Uma missão de paz liderada por um país gera não apenas simbolicamente poder perante os demais países do cenário internacional, mas também responsabilidades e imaginários de desenvolvimento econômico do país.24 Embora não se possa, pois, atribuir exclusivamente ao terremoto a condição de miserabilidade de grande parte da população do Haiti, o desastre natural com certeza agravou o já complicado quadro, de tal forma que, quatro anos depois e apesar do auxílio internacional, a situação da população pouco mudou, dependendo das organizações internacionais e da MINUSTAH,25 para conseguir desde água até empregos. Há, no país, nada menos que 325 projetos de ONGs que trabalham no sistema de voluntariado, razão pela qual Thomaz afirma que “não há nada neste país... que seja feito independentemente da tutela das grandes organizações internacionais”.26 Ao que Seitenfus acrescenta: “...as Ongats são bem mais do que um Estado dentro do Estado. No Haiti elas são o Estado”.27 As Organizações não-governamentais têm, pois, tentado substituir um governo que parece não ter se reerguido após o desastre natural.Com efeito, o caso haitiano não é um caso isolado. Segundo dados da Universidade das Nações Unidas (UNU), Ramos28 destaca que, em 2010, calculava-se que, em todo mundo, havia cerca de 50 milhões de pessoas forçadas a deixar seu país por razões ambientais, e a UNU estima que, até o ano de 2050, cerca de 200 milhões de pessoas terão tido que abandonar seus lares em razão de processos de degradação e desastres ambientais. E conclui que, “hoje já se reconhece que os deslocamentos humanos vinculados a grandes projetos de desenvolvimento e a desastres naturais ocorrem de cinco a dez vezes mais do que os deslocamentos gerados por conflitos”.29
Ainda que a própria Organização das Nações Unidas (ONU) e ACNUR reconheçam esses dados alarmantes, essa categoria específica de refugiados permanece sem o devido reconhecimento pelo Direito Internacional, por não estar compreendida no conceito tradicional de refugiado da Convenção de 1951,30 nem no Protocolo de 1967.31 Mais grave do que isso. Não apenas não são reconhecidos como refugiados. Como explica Ramos:
Tanto a Convenção relativa ao Estatuto dos Refugiados -que não possui um mandato ambiental-, bem como a Convenção sobre Mudança Climática -que não é centrada na proteção dessa nova categoria de pessoas, tampouco nos processos de restauração ecológica-, apresentam limitações para lidar com as novas situações jurídicas advindas do reconhecimento de uma nova categoria de refugiados.32
O ACNUR apesar de estar monitorando dados referentes a pessoas que se encontram nessa situação é contrário a que lhes seja concedido o status de refugiados.
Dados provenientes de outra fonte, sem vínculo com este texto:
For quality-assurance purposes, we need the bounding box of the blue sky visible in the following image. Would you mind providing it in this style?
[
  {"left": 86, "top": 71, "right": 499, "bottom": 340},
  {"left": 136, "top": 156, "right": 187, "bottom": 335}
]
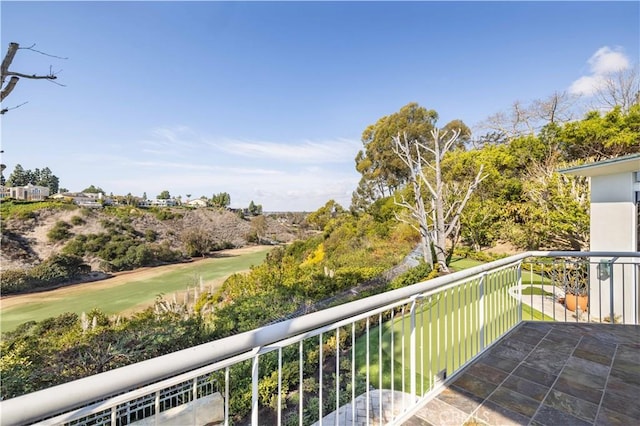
[{"left": 1, "top": 1, "right": 638, "bottom": 212}]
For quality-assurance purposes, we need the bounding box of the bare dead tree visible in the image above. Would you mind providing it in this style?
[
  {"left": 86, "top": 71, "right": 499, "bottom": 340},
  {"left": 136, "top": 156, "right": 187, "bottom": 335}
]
[
  {"left": 479, "top": 92, "right": 580, "bottom": 139},
  {"left": 392, "top": 130, "right": 487, "bottom": 272},
  {"left": 1, "top": 42, "right": 66, "bottom": 114},
  {"left": 531, "top": 91, "right": 579, "bottom": 125},
  {"left": 391, "top": 133, "right": 434, "bottom": 268},
  {"left": 591, "top": 67, "right": 640, "bottom": 113}
]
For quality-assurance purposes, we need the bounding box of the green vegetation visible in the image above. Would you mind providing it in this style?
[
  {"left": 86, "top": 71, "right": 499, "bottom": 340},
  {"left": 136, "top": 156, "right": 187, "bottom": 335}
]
[
  {"left": 0, "top": 199, "right": 76, "bottom": 220},
  {"left": 1, "top": 97, "right": 636, "bottom": 422},
  {"left": 0, "top": 254, "right": 89, "bottom": 295},
  {"left": 47, "top": 220, "right": 73, "bottom": 242},
  {"left": 5, "top": 164, "right": 60, "bottom": 194},
  {"left": 521, "top": 286, "right": 554, "bottom": 296}
]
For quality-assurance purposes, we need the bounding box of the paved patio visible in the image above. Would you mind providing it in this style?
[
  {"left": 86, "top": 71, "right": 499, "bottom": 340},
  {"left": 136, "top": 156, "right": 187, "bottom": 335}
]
[{"left": 402, "top": 321, "right": 640, "bottom": 426}]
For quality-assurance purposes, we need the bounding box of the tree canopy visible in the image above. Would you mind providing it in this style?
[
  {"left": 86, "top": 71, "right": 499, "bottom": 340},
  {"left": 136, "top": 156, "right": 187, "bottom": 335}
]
[{"left": 6, "top": 164, "right": 60, "bottom": 194}]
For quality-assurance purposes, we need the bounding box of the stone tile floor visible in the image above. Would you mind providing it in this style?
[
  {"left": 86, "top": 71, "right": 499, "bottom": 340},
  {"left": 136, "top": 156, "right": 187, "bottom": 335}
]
[{"left": 403, "top": 321, "right": 640, "bottom": 426}]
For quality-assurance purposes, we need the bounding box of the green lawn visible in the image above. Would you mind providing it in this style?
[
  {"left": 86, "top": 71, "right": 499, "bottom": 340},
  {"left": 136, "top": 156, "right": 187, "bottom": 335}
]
[
  {"left": 1, "top": 248, "right": 271, "bottom": 332},
  {"left": 354, "top": 256, "right": 555, "bottom": 391}
]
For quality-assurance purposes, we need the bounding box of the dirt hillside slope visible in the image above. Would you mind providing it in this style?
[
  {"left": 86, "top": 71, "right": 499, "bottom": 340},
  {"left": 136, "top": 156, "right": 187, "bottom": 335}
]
[{"left": 1, "top": 205, "right": 306, "bottom": 272}]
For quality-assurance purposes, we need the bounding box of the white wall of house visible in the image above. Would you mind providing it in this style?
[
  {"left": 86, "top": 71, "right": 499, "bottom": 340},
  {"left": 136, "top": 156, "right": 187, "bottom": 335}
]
[
  {"left": 590, "top": 171, "right": 638, "bottom": 324},
  {"left": 562, "top": 154, "right": 640, "bottom": 324},
  {"left": 7, "top": 184, "right": 50, "bottom": 201},
  {"left": 590, "top": 172, "right": 636, "bottom": 252}
]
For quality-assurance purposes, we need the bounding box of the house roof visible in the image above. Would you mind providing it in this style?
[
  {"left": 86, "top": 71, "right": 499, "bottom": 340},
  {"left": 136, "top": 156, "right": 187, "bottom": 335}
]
[{"left": 559, "top": 153, "right": 640, "bottom": 177}]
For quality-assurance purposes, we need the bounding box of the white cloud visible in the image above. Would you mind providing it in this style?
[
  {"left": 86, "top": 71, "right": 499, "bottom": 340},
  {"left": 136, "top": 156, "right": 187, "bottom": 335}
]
[
  {"left": 569, "top": 46, "right": 631, "bottom": 96},
  {"left": 588, "top": 47, "right": 630, "bottom": 75},
  {"left": 68, "top": 129, "right": 362, "bottom": 211},
  {"left": 568, "top": 75, "right": 605, "bottom": 96},
  {"left": 215, "top": 138, "right": 361, "bottom": 163}
]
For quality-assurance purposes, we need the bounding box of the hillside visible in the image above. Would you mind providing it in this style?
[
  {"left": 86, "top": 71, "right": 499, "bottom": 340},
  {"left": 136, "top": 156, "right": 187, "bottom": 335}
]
[{"left": 0, "top": 203, "right": 308, "bottom": 273}]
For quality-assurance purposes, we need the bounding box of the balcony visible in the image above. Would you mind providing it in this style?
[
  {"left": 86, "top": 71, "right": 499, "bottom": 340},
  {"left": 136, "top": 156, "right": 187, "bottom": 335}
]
[{"left": 1, "top": 251, "right": 638, "bottom": 426}]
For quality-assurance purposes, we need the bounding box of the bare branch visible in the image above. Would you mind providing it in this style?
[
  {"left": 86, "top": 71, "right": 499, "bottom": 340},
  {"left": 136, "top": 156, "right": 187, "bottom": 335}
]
[
  {"left": 4, "top": 71, "right": 58, "bottom": 80},
  {"left": 0, "top": 100, "right": 28, "bottom": 115},
  {"left": 1, "top": 42, "right": 66, "bottom": 111},
  {"left": 19, "top": 43, "right": 69, "bottom": 60}
]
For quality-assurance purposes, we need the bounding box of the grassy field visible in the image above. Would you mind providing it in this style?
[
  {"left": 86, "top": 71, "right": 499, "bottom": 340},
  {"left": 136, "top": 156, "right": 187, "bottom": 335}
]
[{"left": 0, "top": 247, "right": 271, "bottom": 332}]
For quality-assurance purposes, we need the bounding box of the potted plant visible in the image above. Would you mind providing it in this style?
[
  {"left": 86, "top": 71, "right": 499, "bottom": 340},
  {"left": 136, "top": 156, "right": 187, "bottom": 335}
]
[{"left": 561, "top": 261, "right": 589, "bottom": 312}]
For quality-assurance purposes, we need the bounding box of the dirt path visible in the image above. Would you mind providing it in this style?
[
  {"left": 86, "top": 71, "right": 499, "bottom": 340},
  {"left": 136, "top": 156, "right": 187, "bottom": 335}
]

Desta forma, seu Manual de Procedimentos afirma expressamente que entre os refugiados, “...não estão abrangidos os casos de vítimas de fome ou de desastres naturais, a menos que também receiem com razão a perseguição por um dos motivos referidos”.33 Essa última hipótese se justifica porque, por vezes, o impacto das mudanças climáticas e a ocorrência de desastres naturais podem contribuir para acentuar conflitos e intensificar a competição por recursos que, devido àqueles acontecimentos, se tornam escassa.34
O ACNUR reconhece a existência de categorias de migrantes que necessitam de ajuda humanitária, mas, por estarem fora do âmbito de proteção internacional, não são beneficiados com assistência. Já o Ministério Público Federal brasileiro acredita que deva ocorrer no Brasil esta inclusão, uma vez que não há impedimento legal para que os Estados ampliem a interpretação dada pelo ACNUR aos instrumentos normativos de proteção aos direitos humanos na ordem global.35
Além disso, o não reconhecimento dos refugiados ambientais, segundo Ramos36 favorece a imigração ilegal, o tráfico internacional de pessoas e o aliciamento para atividades criminosas, situações de flagrante violação de direitos humanos que são reflexo direto da indefinição jurídica em que se encontram.
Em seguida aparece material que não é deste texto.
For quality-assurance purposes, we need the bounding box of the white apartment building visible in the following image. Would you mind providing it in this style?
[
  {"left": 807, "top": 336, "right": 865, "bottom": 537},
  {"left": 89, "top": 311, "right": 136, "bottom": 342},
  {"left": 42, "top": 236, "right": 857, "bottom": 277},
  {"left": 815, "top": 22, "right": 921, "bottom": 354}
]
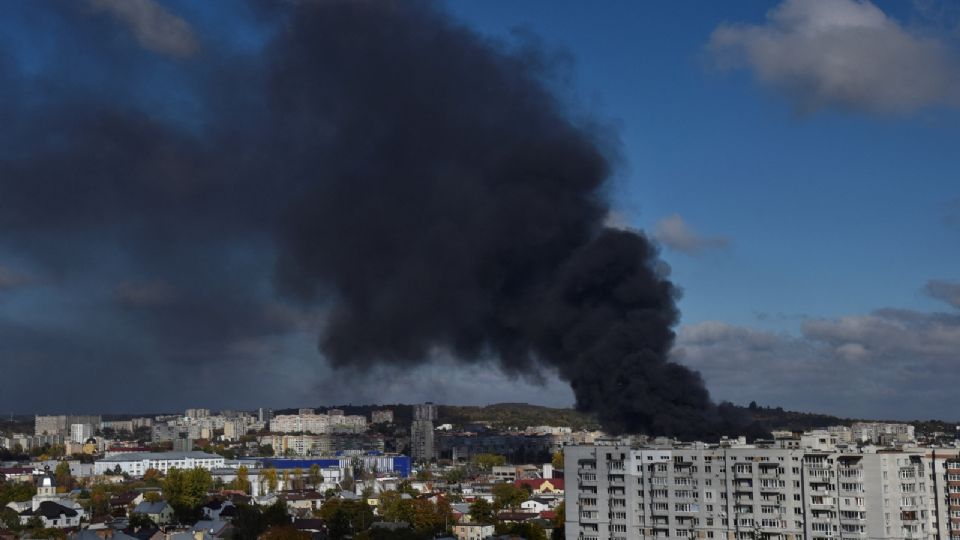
[
  {"left": 70, "top": 423, "right": 92, "bottom": 444},
  {"left": 565, "top": 442, "right": 956, "bottom": 540},
  {"left": 852, "top": 423, "right": 916, "bottom": 445},
  {"left": 270, "top": 413, "right": 367, "bottom": 434},
  {"left": 94, "top": 451, "right": 224, "bottom": 476}
]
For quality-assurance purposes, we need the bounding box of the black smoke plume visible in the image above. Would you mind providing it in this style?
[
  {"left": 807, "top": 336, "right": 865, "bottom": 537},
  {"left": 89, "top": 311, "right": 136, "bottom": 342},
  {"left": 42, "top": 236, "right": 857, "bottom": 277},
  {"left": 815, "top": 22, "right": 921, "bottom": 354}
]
[{"left": 0, "top": 0, "right": 738, "bottom": 436}]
É o que vem ocorrendo a partir da postura do Brasil, conforme aponta a os dados reunidos na ação civil pública citada. Redes criminosas que intermedeiam a imigração ilegal passaram a atuar no Brasil e em outros Estados-membros da UNASUL, com a utilização de “coiotes” para travessia de fronteiras, rotas ilegais que expõem os migrantes a todo tipo de perigo, além de diversas denúncias de abuso sexual inclusive de adolescentes e crianças, durante o trajeto.37
Como colocado pela ação civil pública:
Em segundo lugar, o Estado acaba por colocar os imigrantes haitianos em estado de clandestinidade, aumentando ainda mais o estado de vulnerabilidade no qual eles já se encontram... ao proibir tal ingresso, nossa república incentiva a busca de caminhos ilegais por parte dos haitianos, que passam a pedir ajuda a coiotes (os quais normalmente abusam da condição vulnerável dos refugiados) para serem introduzidos ilegalmente no país.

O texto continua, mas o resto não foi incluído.